Metropolitan Police Service Chief Sir Mark Rowley on Thursday accused the Crown Prosecution Service (CPS) of failing victims by ‘cherry-picking easy cases’ to fast-track through courts. The CPS reacted by saying the comments “risk damaging public confidence.” In the London Evening Standard newspaper, Sir Rowley said that a “big effort was needed to reform the justice system to let juries and magistrates decide” on suspects’ guilt “rather than lawyers in advance.”
He continued to say that :
When you look at the fact that the cases the CPS prosecute, 80 per cent of them are successful, guilty pleas or convictions, that suggests that we’re not taking on the harder cases, cherry-picking the easy cases rather than trying to get as many cases [to court]… To be successful for victims of all types of crime we need a system that’s prepared to take more difficult cases through and let juries and magistrates decide rather than lawyers in advance.

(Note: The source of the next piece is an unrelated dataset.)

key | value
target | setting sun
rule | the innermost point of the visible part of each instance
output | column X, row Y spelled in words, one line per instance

Max Hill, Director of Public Prosecutions, said: “I am surprised and disappointed by the inaccurate comments made by the Metropolitan Police Commissioner,” stating that the CPS “does not cherry-pick’ cases” and is “a demand-led organisation that can only prosecute cases that are referred to [them] by the police themselves.”
This has prompted a range of views from across the legal sector with some such as ex-Victim’s Commissioner Olivia Baird agreeing with the Met Commissioner, whilst others have disagreed saying it is “utterly ludicrous to have the UK’s biggest police force and the CPS openly briefing against one another.”